Create `src/test/resources/junit-platform.properties`:

```properties
junit.jupiter.execution.parallel.enabled=true
junit.jupiter.execution.parallel.mode.default=concurrent
junit.jupiter.execution.parallel.config.fixed.parallelism=4
```

### It works with @DatasetSource

Parameterized tests that use `@DatasetSource` get parallel execution automatically:

<Tabs groupId="lang" defaultValue="java">
  <TabItem value="java" label="Java">

```java
@ParameterizedTest
@DatasetSource("classpath:datasets/qa-dataset.json")
void shouldAnswerCorrectly(Example example) {
    String answer = assistant.answer(example.input());
    EvalTestCase testCase = example.toTestCase(answer);
    Assertions.assertEval(testCase, evaluators);
}
```

  </TabItem>
  <TabItem value="kotlin" label="Kotlin">

```kotlin
@ParameterizedTest
@DatasetSource("classpath:datasets/qa-dataset.json")
fun shouldAnswerCorrectly(example: Example) {
    val answer = assistant.answer(example.input())
    val testCase = example.toTestCase(answer)
    Assertions.assertEval(testCase, evaluators)
}
```

  </TabItem>
</Tabs>

With parallelism on, JUnit runs multiple examples at the same time.

### Watch for rate limits

LLM APIs have rate limits. If you hit them:

- Lower `parallelism` in the properties file.
- Or use the programmatic `Experiment` API with explicit `.parallelism()` control.

### Keep it thread-safe

Make your task implementation and any shared state thread-safe before you run tests in parallel.

## Best practices

- **Keep datasets in version control.** Store them next to your code so tests stay reproducible.
- **Start with critical examples.** Do not test everything.
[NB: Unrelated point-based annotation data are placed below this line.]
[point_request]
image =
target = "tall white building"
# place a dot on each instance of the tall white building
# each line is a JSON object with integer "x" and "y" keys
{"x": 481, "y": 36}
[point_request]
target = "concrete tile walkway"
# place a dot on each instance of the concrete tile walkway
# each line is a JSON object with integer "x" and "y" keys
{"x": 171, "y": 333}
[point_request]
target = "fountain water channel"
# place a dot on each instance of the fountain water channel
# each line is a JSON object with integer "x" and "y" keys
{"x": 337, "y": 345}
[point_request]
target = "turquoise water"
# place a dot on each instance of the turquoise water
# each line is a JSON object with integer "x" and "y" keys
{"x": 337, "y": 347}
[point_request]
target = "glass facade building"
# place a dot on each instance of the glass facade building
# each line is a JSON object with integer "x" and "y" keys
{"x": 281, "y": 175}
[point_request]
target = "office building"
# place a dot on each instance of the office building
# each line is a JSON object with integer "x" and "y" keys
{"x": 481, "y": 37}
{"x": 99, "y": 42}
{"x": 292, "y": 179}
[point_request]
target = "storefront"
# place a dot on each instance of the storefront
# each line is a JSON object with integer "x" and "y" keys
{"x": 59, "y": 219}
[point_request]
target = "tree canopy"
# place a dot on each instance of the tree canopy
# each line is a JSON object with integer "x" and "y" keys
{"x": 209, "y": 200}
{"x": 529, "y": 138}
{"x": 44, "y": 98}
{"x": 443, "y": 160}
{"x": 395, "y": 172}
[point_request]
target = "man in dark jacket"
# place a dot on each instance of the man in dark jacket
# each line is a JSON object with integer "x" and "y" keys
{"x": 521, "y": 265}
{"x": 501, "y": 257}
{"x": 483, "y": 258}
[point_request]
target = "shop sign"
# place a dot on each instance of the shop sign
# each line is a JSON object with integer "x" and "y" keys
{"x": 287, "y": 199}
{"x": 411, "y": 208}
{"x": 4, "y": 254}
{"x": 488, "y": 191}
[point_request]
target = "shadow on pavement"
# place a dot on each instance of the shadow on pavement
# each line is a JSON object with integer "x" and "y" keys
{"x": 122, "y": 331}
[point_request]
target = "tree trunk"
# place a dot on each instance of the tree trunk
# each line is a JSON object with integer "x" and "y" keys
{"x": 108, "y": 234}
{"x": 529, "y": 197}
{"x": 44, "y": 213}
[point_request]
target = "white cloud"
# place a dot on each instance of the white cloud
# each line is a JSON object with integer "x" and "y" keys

Focus on the cases that must never break.
- **Use clear test names.** Make it obvious what each test checks.
- **Split CI from full evaluation.** Use a small dataset for CI (10 to 20 examples) and run full evaluations separately.
- **Test at multiple levels.** Combine unit tests (JUnit) with full evaluations (Experiments) for the best coverage.